Typical itineraries will call at the likes of Auckland, Tauranga, Napier, Wellington and Akaroa, with Australia-based cruises spanning the Tasman waters from late August to June. By the end of the year, 125 voyages will bring a total of 200,000 passengers and 88,000 crewmembers to New Zealand, ranging from two-week extravaganzas to day trips. To help us grapple with the options on offer once you’ve arrived, Tourism New Zealand has rounded up some of the best options, whether you’re a “thrill-seeking adrenaline junkie or prefer the finer things in life at a more sedate pace.”
For the adventurous, The Rock is New Zealand’s largest houseboat, which embarks on overnight itineraries in the Bay of Islands, from the seaside town of Paihia.
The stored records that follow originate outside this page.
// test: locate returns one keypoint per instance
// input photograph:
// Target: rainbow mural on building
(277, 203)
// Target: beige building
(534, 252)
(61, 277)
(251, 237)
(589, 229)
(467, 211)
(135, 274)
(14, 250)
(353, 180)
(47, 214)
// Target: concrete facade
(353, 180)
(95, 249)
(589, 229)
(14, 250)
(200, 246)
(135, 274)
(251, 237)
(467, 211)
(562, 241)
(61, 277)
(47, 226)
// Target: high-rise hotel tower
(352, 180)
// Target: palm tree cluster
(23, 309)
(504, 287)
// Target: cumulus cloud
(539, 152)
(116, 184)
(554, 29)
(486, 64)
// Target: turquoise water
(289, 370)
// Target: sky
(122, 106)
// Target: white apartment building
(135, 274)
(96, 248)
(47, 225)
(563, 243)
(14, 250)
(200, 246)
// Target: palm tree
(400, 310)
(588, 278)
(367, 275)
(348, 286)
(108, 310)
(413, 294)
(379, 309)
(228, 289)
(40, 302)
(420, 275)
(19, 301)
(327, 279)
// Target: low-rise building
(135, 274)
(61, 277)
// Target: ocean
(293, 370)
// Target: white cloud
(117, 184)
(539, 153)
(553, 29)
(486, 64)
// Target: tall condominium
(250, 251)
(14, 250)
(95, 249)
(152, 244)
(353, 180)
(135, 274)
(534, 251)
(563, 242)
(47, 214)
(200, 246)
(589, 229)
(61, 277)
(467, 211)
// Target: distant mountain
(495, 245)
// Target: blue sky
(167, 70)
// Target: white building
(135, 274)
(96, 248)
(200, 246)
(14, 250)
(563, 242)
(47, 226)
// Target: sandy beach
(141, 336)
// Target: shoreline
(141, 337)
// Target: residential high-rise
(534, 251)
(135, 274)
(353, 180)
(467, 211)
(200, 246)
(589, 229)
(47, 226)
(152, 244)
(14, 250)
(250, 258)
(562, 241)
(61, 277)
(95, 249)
Sleeping up to 36 guests, each and every cabin is in the top deck to optimum sea views. Trips involve opportunities to explore nearby islands with a knowledgeable crew on hand to educate guests about the bay’s mysteries. For nature lovers, the Milford Sound is best explored via the Mariner. Specialist nature guides are on board to educate cruisers on the aquatic fauna, such as dolphins and penguins, before the time comes to go exploring in the vessel’s tender craft (small boats) and kayaks.
For culture vultures, Auckland’s harbour is being frequented by the cruise ship Ipipiri, which frequently embarks toward the outlying islands through the waters of Waitemata Harbour. Harbour Bridge, Bean Rock Lighthouse and Devonport are all visible, along with Rangitoto Island, formed by a huge volcanic eruption around 600 years ago, and neighbouring Motutapu, one of the earliest places inhabited by Māori, but the highlight could be Waiheke Island, replete with golden sandy beaches, vineyards and mixture of quaint Kiwi holiday homes and luxury mansions. When it comes to luxury, why not take on Raglan Harbour on-board the deluxe houseboat Wahine Moe. Described as a ‘floatel’, the cruiser can be exclusively yours for the night as you become lord of the harbour until morning, when the skipper returns you to shore.